Hicks is on a rant: ”There’s too much comedy. Twenty-four hour comedy channels on the tube. Hey, life ain’t that funny.” But he is. “And they said moving to L.A. and quitting smoking would kill me,” he smiles. “L.A. is the ultimate whetstone - the Okie Oz - and quitting cigarettes has somehow kept my knife constantly sharpened. ”Anyway, it’s easy to quit in L.A. Every time you get the urge, you just
open the window.”

Hicks is putting the finishing touches to a third comedy disc, Arizona Bay: ”That’s all that will be left after L.A. disappears during the big earthquake. Personally, I’m planning to move back to New York before that happens,” says the Georgia-born, Texas-raised comedian.

Fresh from a month-long performing tour in England, Hicks says he was treated like comedy royalty overseas: ”They’re real big on sarcasm and irony there. So, naturally, England cottoned to my act. ”But small wonder they hate America,” he adds. “I turn on the TV there, and what do I catch? American Gladiators.

”They give us George Bernard Shaw, Jonathan Swift, Oscar Wilde and Shakespeare - and what do we send them? Unbelievable.

”There was some discussion in the papers there that the show was too violent. It’s not violent enough. We should give these pituitary cases chainsaws - so they can’t reproduce.”

Hicks is also depressed about the state of comedy in America: “ The Simpsons is all we’ve got - and that’s a TV cartoon. ”Saturday Night Live is now like the old Carol Burnett Show. And Robin Williams?” Hicks winces. “He’s just some self-created myth - like Ronald Reagan.”

Don’t get him started.
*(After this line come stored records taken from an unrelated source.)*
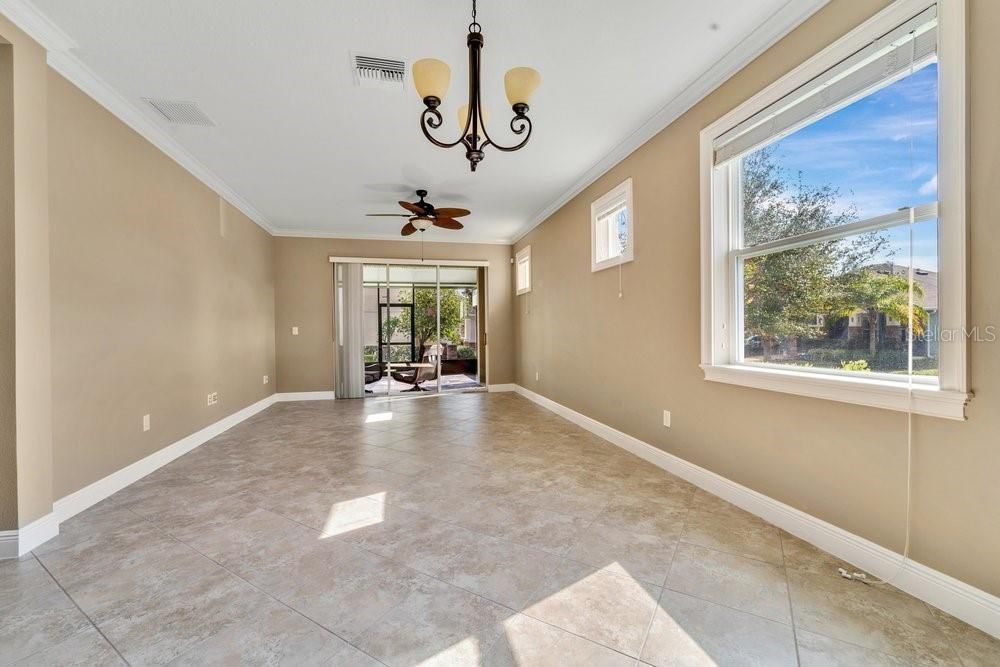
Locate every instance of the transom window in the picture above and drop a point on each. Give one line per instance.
(611, 237)
(825, 244)
(522, 270)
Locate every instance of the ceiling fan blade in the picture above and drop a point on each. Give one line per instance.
(451, 212)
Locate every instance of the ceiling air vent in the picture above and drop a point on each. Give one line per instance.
(378, 72)
(180, 113)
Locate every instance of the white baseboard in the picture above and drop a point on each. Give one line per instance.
(972, 605)
(40, 531)
(304, 396)
(8, 544)
(78, 501)
(37, 532)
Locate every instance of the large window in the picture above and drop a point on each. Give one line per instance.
(827, 234)
(611, 237)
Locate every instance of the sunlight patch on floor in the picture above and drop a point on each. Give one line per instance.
(464, 652)
(353, 514)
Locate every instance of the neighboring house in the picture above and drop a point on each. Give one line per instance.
(925, 345)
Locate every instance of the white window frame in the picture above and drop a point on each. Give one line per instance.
(620, 194)
(721, 327)
(523, 256)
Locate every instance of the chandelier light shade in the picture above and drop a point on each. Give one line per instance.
(431, 78)
(520, 84)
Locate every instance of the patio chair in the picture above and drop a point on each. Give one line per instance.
(373, 373)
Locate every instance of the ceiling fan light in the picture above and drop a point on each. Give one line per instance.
(463, 118)
(431, 78)
(520, 83)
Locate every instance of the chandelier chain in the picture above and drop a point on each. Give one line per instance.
(474, 26)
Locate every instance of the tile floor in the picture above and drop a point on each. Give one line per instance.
(466, 529)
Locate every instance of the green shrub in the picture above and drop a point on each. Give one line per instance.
(856, 365)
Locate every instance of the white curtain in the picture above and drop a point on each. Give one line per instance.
(349, 317)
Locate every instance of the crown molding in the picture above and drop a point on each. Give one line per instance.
(58, 45)
(413, 238)
(779, 24)
(84, 78)
(28, 18)
(36, 25)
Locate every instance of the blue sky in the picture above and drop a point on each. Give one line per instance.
(880, 152)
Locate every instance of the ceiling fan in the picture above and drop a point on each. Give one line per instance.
(422, 215)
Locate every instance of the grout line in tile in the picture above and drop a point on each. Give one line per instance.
(791, 607)
(256, 588)
(77, 605)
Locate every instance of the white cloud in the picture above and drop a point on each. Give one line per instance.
(929, 187)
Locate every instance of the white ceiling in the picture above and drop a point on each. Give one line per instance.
(312, 153)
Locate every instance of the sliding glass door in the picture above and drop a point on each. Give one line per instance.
(422, 328)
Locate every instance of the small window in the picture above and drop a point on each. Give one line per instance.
(522, 262)
(611, 229)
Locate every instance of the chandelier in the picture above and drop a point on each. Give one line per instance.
(431, 78)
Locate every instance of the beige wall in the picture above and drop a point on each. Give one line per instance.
(304, 289)
(161, 294)
(8, 394)
(623, 361)
(32, 376)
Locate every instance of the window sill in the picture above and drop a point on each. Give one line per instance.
(609, 263)
(886, 394)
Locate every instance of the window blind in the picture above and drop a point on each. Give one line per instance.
(881, 62)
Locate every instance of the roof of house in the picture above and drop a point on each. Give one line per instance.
(925, 278)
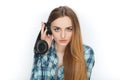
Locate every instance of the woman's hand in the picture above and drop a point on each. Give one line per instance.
(47, 38)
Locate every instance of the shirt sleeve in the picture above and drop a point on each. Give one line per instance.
(90, 60)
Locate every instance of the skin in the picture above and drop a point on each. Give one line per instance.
(61, 30)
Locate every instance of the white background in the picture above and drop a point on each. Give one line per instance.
(20, 24)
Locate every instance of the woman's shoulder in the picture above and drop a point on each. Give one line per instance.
(89, 59)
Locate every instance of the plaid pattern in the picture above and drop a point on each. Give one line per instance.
(49, 65)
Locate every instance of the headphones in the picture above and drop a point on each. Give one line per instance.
(41, 46)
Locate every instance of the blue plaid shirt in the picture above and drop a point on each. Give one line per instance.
(45, 66)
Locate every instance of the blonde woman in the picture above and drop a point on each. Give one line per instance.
(67, 58)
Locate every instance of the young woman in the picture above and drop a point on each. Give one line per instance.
(67, 57)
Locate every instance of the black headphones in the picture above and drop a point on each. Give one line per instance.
(41, 46)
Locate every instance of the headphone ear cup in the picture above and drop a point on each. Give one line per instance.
(42, 46)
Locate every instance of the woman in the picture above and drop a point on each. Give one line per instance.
(67, 57)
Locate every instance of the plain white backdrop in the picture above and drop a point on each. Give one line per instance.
(20, 24)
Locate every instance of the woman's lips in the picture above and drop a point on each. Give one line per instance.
(63, 41)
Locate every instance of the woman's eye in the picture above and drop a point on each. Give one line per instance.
(69, 29)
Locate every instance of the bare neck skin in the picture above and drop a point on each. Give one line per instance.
(60, 53)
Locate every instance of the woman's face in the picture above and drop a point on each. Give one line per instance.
(62, 30)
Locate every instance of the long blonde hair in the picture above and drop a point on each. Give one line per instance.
(73, 60)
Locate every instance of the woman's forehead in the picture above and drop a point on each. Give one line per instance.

But it’s too late now. ”Williams is no genius. He does the same thing every time. That’s not improv. Check the dictionary. Just because he talks fast, people get confused and think he’s brilliant. ”He’s created this religion of the inner-child in his stand-up routines and movies. I say: get in touch with the outer adult. Abort the inner child, or get him his own apartment.”

Hicks has his own theories on humor: “The point of satire is to make fun of people in power - not to be one of those people. How can you be one of those people and still attack? That’s why all they do is make jokes about the Betty Ford Clinic - which aren’t funny anyway.

”What I’m talking about is the difference between art and show biz. In the case of art, you may not get paid until after you’re dead.” Pause. “But in show biz, you never get paid.”